Mid August, the weather is lovely and the garden overgrown. A huge teasel scratches us as we pass by but is attracting butterflies and bees and goldfinch will be attracted to its seed later so it stays. The Hollyhocks are so tall we can hardly see the bumblebees foraging in the flowers. The largest hoverfly found in Britain, Volucella zonaria a hornet mimic, is attracted to field scabious and buddleia and looked mighty fearsome but like all hoverflies has no sting, is harmless to us and a useful pollinator. Only the marmalade hoverfly was seen in any numbers with 50 or so attracted to nettle-leaved bellflowers. A Male wool-carder Anthidium manicatum (solitary bee) feistily patrols a patch of Wall Germander Teucrium chamaedrys in the front garden and another guards lambs ears in the back. Mesmerising to watch, they dart and hover over their territory and pounce on any other bees regardless of species wrestling them off the plants – The pouncing technique is also used to mate but the pair remain on the plant. The females collect hairs from lamb’s ears Stachys lanata and other hairy plants for use in their brood cells.

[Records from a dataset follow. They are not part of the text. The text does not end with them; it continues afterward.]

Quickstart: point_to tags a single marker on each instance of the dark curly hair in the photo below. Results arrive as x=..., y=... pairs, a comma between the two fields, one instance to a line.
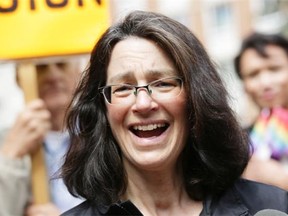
x=216, y=151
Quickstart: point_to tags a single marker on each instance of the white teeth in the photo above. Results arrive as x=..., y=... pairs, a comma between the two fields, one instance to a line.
x=148, y=127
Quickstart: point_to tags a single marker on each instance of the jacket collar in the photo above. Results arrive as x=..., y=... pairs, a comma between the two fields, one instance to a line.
x=228, y=204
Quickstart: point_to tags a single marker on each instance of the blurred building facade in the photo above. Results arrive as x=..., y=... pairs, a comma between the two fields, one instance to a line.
x=219, y=24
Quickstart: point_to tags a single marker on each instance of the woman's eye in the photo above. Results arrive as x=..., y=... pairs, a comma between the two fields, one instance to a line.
x=163, y=84
x=122, y=89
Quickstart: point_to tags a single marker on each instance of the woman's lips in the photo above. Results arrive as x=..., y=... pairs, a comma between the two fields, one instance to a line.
x=149, y=130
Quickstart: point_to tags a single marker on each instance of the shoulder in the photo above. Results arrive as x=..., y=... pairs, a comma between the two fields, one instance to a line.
x=83, y=209
x=259, y=196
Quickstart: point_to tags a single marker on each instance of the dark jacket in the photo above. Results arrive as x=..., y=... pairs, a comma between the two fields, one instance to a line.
x=245, y=198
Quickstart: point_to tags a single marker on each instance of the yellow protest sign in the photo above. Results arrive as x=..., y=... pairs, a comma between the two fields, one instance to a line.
x=42, y=28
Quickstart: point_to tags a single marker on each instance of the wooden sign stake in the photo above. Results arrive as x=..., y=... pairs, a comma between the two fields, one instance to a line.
x=28, y=81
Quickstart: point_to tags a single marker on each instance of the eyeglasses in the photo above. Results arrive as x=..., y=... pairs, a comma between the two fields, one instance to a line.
x=160, y=90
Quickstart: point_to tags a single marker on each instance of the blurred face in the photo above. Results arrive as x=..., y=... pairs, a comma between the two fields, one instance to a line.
x=56, y=83
x=266, y=79
x=150, y=132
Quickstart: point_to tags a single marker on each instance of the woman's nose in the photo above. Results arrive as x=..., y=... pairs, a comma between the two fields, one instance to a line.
x=143, y=101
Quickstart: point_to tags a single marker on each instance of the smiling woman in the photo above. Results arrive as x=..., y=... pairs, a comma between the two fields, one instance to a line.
x=153, y=132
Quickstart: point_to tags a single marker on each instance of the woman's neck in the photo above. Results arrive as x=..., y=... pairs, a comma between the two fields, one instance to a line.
x=160, y=193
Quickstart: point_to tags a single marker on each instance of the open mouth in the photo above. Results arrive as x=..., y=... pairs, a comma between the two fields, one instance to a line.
x=151, y=130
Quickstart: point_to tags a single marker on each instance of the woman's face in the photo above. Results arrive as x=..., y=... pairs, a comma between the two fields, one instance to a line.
x=150, y=132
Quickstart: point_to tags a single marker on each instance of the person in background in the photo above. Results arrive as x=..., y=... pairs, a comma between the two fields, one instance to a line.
x=152, y=132
x=41, y=123
x=262, y=64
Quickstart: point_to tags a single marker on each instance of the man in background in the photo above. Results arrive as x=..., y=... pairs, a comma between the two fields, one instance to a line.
x=40, y=124
x=262, y=64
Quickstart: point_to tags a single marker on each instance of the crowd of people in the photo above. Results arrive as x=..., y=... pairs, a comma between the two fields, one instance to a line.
x=39, y=125
x=146, y=129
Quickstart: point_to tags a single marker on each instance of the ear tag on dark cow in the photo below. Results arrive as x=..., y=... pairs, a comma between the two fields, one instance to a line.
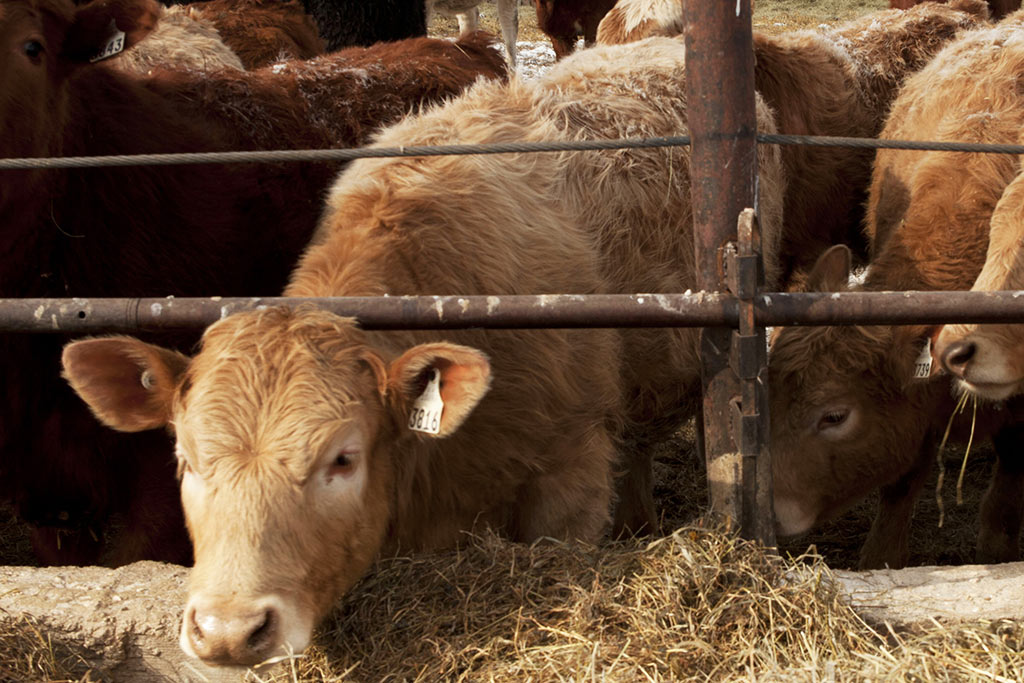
x=426, y=414
x=923, y=366
x=115, y=44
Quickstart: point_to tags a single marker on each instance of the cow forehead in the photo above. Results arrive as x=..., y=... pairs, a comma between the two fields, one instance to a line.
x=273, y=385
x=815, y=354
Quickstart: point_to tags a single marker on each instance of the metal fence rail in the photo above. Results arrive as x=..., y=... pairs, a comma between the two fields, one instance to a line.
x=723, y=136
x=82, y=315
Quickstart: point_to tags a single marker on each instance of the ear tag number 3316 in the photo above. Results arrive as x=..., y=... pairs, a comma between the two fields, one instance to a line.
x=426, y=414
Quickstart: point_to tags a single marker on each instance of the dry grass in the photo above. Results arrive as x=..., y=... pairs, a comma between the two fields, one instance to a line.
x=698, y=605
x=29, y=653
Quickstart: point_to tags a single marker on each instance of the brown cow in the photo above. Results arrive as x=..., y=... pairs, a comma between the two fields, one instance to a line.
x=563, y=20
x=196, y=230
x=298, y=466
x=262, y=32
x=629, y=20
x=835, y=81
x=842, y=81
x=998, y=8
x=181, y=40
x=468, y=14
x=987, y=359
x=848, y=414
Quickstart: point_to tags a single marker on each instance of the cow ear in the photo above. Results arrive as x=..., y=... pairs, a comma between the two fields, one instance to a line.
x=104, y=28
x=832, y=271
x=128, y=384
x=456, y=376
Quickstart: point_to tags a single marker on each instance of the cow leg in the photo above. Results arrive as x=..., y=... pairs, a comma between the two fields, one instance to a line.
x=634, y=494
x=888, y=542
x=572, y=501
x=508, y=18
x=468, y=22
x=1003, y=506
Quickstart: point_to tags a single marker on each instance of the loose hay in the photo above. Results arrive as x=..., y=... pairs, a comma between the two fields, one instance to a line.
x=30, y=653
x=699, y=604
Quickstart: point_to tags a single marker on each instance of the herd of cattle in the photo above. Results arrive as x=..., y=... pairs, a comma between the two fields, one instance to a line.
x=296, y=447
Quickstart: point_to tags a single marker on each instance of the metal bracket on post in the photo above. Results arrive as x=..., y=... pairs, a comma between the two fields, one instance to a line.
x=722, y=120
x=749, y=359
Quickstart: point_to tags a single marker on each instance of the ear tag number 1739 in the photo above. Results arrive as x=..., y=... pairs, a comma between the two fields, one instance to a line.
x=426, y=414
x=114, y=45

But back to the butterflies and everyone is remarking on the number and variety in their gardens. Lots of peacocks and more small tortoiseshell in our garden than for many years but numbers still way down from the highs of the early 1990’s. Whites are everywhere, dancing over the buddleia, old English lavender, and Verbena bonariensis. Single dahlias, buddleia, borage, tithonia, all good bee plants, are keeping us busy dead heading. By the end of August speckled wood made an appearance and brown argus, common blue and silver-washed fritillary butterflies had dropped by, if only briefly, to take nectar. Early September and the spectacular day flying hummingbird hawk-moth arrives, zipping like lightning between flowers high up on the Beijing Buddleia, evading all attempts to get a passable photograph. A warm autumn could see red admirals and commas attracted to Michaelmas daisies, fallen rotting fruit and ivy flowers, the latter also a magnet for moths, bees, hoverflies and wasps. It’s been a joy to share our garden with butterflies and other creatures – here’s to next year. For ideas on what to plant see ‘Gardening for Butterflies’.
Post script: According to Butterfly Conservation, three-quarters of UK butterflies are showing a decrease in either their distribution or population levels. The State of Nature report 2013 reveals how all our wildlife is faring and the RSPB annually publishes The State of the UK’s Birds. There is a wildlife gardening forum at www.wlgf.org/.